Düşünün biz bir maç oynadık. Geçen sezon sonuna doğru... Galatasaray - Fenerbahçe maçı. Sondan bir hafta evvel. Galatasaray 1-0 kaybetti. Fenerbahçe Başkanı Ali Koç, maç bittikten yani 1.5 saat sonra, 2 saat sonra Galatasaray Spor Kulübü Rams Park'a geliyor, oradaki insanları darp ederek içeri giriyor, sahaya çıkmak istiyor bilmem ne bilmem ne. Buna bir gerek var mı, niye yani! Maça gelmemişsin zaten. Galip geldin, bunun sevincini yaşa. Galatasaray Spor Kulübü Stadyumu Görevlisi'nin boynunu niye kırıyorsun? Hakemleri niye 'tokatlayın' falan diyorsun, bunlara gerek yok!

Bu iklimden herkes şikayetçi, değişmesinin gereği var. Kabul edilebilir bir iklim değil. Onun için Galatasaray Spor Kulübü, bu konunun itidalle çözülmesi gerektiğini defalarca dile getirdi. Bu sezon inşallah benzer durumları yaşamayız. İnşallah geçmişte ders aldığımız olaylar tekrarlanmaz. Bu sezonda böyle bir beklenti içinde değilim. Fenerbahçe ile oynadığımız maçta sadece yöneticilerin bulunduğu yerde ufak tefek şeyler oldu. Saha içinde gerginlik olmadı."

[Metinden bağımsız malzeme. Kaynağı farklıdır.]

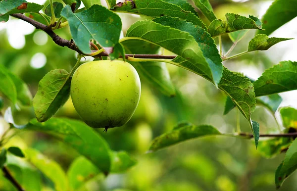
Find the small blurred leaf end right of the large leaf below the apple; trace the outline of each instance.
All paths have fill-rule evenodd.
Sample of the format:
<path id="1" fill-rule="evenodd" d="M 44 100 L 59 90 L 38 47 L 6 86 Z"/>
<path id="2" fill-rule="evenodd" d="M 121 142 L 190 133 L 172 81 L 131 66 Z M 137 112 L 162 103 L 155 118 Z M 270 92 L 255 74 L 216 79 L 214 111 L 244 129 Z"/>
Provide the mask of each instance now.
<path id="1" fill-rule="evenodd" d="M 132 166 L 136 165 L 137 161 L 129 156 L 125 151 L 111 153 L 111 172 L 122 173 L 127 171 Z"/>

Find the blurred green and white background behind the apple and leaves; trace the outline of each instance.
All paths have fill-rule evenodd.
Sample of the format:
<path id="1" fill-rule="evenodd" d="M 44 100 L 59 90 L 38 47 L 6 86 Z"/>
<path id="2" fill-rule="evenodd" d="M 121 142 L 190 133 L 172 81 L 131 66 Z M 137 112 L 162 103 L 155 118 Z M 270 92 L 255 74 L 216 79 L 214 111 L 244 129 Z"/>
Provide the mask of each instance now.
<path id="1" fill-rule="evenodd" d="M 30 0 L 28 0 L 30 2 Z M 43 3 L 42 0 L 35 2 Z M 33 2 L 31 0 L 31 2 Z M 211 0 L 218 18 L 224 18 L 226 12 L 247 16 L 264 14 L 272 1 L 267 0 Z M 120 14 L 123 32 L 140 16 Z M 203 17 L 202 17 L 203 18 Z M 207 23 L 206 19 L 204 21 Z M 271 36 L 297 38 L 297 20 L 277 30 Z M 69 28 L 59 29 L 56 33 L 71 39 Z M 254 31 L 250 30 L 237 45 L 232 54 L 245 51 Z M 217 39 L 216 39 L 217 40 Z M 232 41 L 223 36 L 223 48 L 226 52 Z M 242 72 L 256 79 L 261 73 L 282 60 L 296 61 L 297 41 L 288 41 L 270 48 L 266 52 L 252 52 L 237 59 L 224 62 L 233 71 Z M 170 54 L 170 52 L 166 52 Z M 82 61 L 90 61 L 86 57 Z M 70 71 L 76 62 L 73 50 L 55 45 L 47 34 L 24 21 L 10 18 L 0 23 L 0 64 L 18 75 L 35 95 L 38 82 L 50 70 L 63 68 Z M 274 173 L 284 154 L 273 159 L 262 157 L 255 150 L 252 141 L 231 137 L 206 137 L 187 141 L 162 149 L 155 153 L 146 153 L 150 141 L 170 131 L 178 122 L 190 121 L 195 125 L 210 124 L 221 132 L 233 133 L 236 129 L 238 111 L 233 109 L 223 115 L 226 95 L 211 83 L 176 66 L 168 65 L 171 79 L 176 87 L 175 97 L 163 96 L 146 79 L 142 80 L 142 96 L 138 109 L 132 119 L 123 127 L 98 133 L 109 143 L 113 150 L 126 150 L 138 160 L 138 164 L 123 174 L 111 174 L 106 179 L 101 176 L 91 179 L 86 190 L 89 191 L 274 191 Z M 280 94 L 282 106 L 297 106 L 297 92 Z M 277 112 L 277 119 L 279 114 Z M 34 118 L 33 108 L 22 108 L 17 114 L 19 124 Z M 71 99 L 57 112 L 56 116 L 79 119 Z M 252 115 L 260 123 L 262 133 L 277 133 L 278 125 L 274 117 L 263 107 L 257 107 Z M 281 122 L 280 122 L 281 123 Z M 280 124 L 281 126 L 282 124 Z M 249 132 L 249 126 L 240 116 L 242 131 Z M 7 124 L 0 117 L 0 133 Z M 41 151 L 57 161 L 65 171 L 78 153 L 69 146 L 58 142 L 49 135 L 22 132 L 13 140 L 16 144 L 26 144 Z M 102 161 L 104 162 L 104 161 Z M 83 168 L 83 167 L 82 167 Z M 25 176 L 25 175 L 24 175 Z M 297 174 L 293 174 L 280 191 L 297 190 Z M 35 181 L 37 179 L 28 179 Z M 39 179 L 38 179 L 39 180 Z M 45 176 L 44 191 L 53 191 L 53 185 Z M 0 191 L 15 189 L 3 177 L 0 178 Z"/>

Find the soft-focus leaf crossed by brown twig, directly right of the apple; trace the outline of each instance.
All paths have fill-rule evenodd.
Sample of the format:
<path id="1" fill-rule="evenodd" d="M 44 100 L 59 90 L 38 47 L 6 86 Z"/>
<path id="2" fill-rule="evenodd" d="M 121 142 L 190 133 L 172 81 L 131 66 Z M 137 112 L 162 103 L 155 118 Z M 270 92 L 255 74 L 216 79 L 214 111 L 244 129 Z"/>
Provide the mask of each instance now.
<path id="1" fill-rule="evenodd" d="M 155 54 L 159 47 L 140 40 L 129 40 L 122 42 L 129 54 Z M 139 48 L 141 47 L 141 48 Z M 162 94 L 174 96 L 175 88 L 170 79 L 166 64 L 162 62 L 132 62 L 129 61 L 137 72 L 155 86 Z"/>

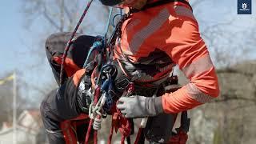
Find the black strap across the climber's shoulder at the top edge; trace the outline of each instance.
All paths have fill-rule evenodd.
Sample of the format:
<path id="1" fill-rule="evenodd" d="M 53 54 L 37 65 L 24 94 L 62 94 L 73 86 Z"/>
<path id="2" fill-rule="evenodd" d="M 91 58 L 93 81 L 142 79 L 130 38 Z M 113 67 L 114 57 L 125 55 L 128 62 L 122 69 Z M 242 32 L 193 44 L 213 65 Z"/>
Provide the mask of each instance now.
<path id="1" fill-rule="evenodd" d="M 190 3 L 186 2 L 186 0 L 159 0 L 158 2 L 153 2 L 153 3 L 146 4 L 146 6 L 144 6 L 142 8 L 142 10 L 146 10 L 146 9 L 149 9 L 149 8 L 152 8 L 152 7 L 155 7 L 155 6 L 165 5 L 165 4 L 170 3 L 170 2 L 182 2 L 182 3 L 186 4 L 187 6 L 190 6 Z M 190 6 L 190 9 L 193 11 L 192 6 Z M 138 13 L 139 11 L 142 11 L 142 10 L 130 9 L 130 14 Z"/>

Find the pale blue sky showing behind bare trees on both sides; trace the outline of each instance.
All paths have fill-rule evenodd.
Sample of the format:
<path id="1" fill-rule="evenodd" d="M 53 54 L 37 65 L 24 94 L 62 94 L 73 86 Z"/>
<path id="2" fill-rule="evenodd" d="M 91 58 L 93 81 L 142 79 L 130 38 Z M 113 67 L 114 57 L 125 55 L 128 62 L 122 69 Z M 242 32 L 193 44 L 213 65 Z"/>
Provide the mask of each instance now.
<path id="1" fill-rule="evenodd" d="M 45 26 L 45 21 L 38 19 L 30 30 L 26 29 L 24 14 L 21 12 L 21 2 L 21 0 L 8 0 L 2 1 L 0 5 L 0 78 L 3 78 L 13 70 L 19 70 L 23 74 L 22 81 L 34 85 L 52 82 L 53 77 L 50 74 L 50 66 L 47 65 L 46 59 L 42 61 L 42 66 L 39 68 L 41 73 L 38 74 L 38 69 L 33 64 L 37 64 L 39 58 L 36 54 L 31 55 L 30 49 L 28 49 L 30 46 L 38 46 L 38 39 L 42 39 L 42 31 L 44 31 L 42 28 Z M 227 19 L 234 18 L 234 25 L 227 26 L 225 29 L 248 30 L 256 25 L 254 9 L 256 10 L 256 2 L 253 2 L 253 14 L 238 15 L 237 0 L 207 0 L 197 6 L 197 10 L 194 11 L 200 28 L 216 22 L 226 22 Z M 95 17 L 88 16 L 87 21 L 90 20 L 95 21 Z M 95 27 L 100 31 L 104 25 L 96 25 Z M 242 40 L 242 35 L 240 35 L 240 40 Z M 45 35 L 43 36 L 45 37 Z M 230 37 L 232 36 L 230 35 Z M 250 54 L 250 58 L 256 58 L 256 55 Z M 30 90 L 26 94 L 32 97 L 36 92 Z"/>

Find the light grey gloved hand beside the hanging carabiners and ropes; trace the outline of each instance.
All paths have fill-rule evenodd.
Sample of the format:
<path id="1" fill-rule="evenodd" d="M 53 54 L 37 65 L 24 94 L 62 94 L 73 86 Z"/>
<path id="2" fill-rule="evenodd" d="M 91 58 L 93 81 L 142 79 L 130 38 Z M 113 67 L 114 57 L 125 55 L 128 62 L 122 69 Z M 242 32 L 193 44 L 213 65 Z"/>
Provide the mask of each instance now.
<path id="1" fill-rule="evenodd" d="M 163 113 L 162 97 L 121 97 L 117 107 L 126 118 L 144 118 Z"/>

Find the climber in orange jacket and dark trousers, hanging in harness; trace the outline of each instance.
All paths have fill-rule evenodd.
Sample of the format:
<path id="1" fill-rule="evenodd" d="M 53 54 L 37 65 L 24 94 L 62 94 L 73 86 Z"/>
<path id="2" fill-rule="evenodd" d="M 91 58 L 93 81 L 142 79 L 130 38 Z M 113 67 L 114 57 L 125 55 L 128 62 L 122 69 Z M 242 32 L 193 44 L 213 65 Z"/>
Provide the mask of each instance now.
<path id="1" fill-rule="evenodd" d="M 218 78 L 214 65 L 188 2 L 102 0 L 102 3 L 130 8 L 130 15 L 122 23 L 114 47 L 114 61 L 122 71 L 115 85 L 122 85 L 122 78 L 127 78 L 138 87 L 133 96 L 118 100 L 117 107 L 126 118 L 171 119 L 173 114 L 190 110 L 218 96 Z M 93 39 L 88 36 L 88 41 L 84 41 L 86 47 L 92 45 Z M 54 49 L 49 50 L 46 42 L 46 53 L 51 56 L 48 57 L 50 65 L 58 79 L 62 54 Z M 80 54 L 86 55 L 86 52 Z M 75 54 L 73 58 L 85 61 L 84 57 Z M 90 89 L 91 73 L 82 69 L 82 62 L 76 63 L 69 57 L 65 62 L 66 81 L 58 90 L 52 91 L 41 105 L 42 119 L 50 143 L 65 143 L 62 131 L 58 131 L 61 130 L 60 123 L 86 113 L 82 108 L 88 107 L 91 101 L 90 97 L 79 92 L 82 86 Z M 190 82 L 173 93 L 165 93 L 162 83 L 170 76 L 176 64 Z M 158 94 L 152 97 L 156 90 Z M 157 124 L 158 127 L 171 129 L 166 127 L 164 121 Z M 156 135 L 146 135 L 146 138 L 150 142 L 168 141 L 161 132 Z M 163 141 L 162 137 L 165 137 Z"/>

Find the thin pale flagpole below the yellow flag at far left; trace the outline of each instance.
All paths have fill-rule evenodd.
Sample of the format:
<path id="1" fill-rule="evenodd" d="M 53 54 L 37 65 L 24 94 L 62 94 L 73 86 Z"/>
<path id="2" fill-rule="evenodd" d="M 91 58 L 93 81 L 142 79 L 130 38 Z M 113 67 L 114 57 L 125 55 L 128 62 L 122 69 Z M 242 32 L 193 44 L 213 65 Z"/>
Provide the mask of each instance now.
<path id="1" fill-rule="evenodd" d="M 13 79 L 13 144 L 17 143 L 17 106 L 16 106 L 16 98 L 17 98 L 17 82 L 16 82 L 16 71 L 14 71 L 14 79 Z"/>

"Victor Osimhen ve Mauro Icardi bir arada oynar mı" sorusuna Dursun Özbek, "Bence oynar! İkisi de dünyada ilk 20'ye girer. Tabii bu hocanın takdiri. Futbol oynamış bir adam olarak söylüyorum, futbolun içinde ikisinin beraber oynayacağı sistemler var. Okan Hoca bu transferi onaylarken bu sistemi kurmuştur. Icardi, Batshuayi, Osimhen çok güzel bir üçlümüz var" cevabını verdi.

Dursun Özbek şu şekilde sözlerini noktaladı:

"Osimhen gelince çok heyecanlandım. PAOK ile maçımız var. Orada da seyredeceğiz. Hakikaten bu önemi, övgüyü hak etmiş bir kişi Osimhen.

Galatasaray, Avrupa'da yarışacaksa bazı yıldız futbolculara, taraftarımızı memnun edecek oyunculara ihtiyacı var. Mertens'e verdiği pası gördün mü! Prim verdiniz mi diye sordunuz ya! 30 milyon taraftarı, yaz kış demeden destekleyen taraftarı, sevince boğmak ne demek! Sabahlara kadar sokaktaydı bu insanlar. Bunun mutluluğunu bir başkan olarak yaşamanızı dilerim. 30 milyon insanı mutluluğa boğuyorsun!"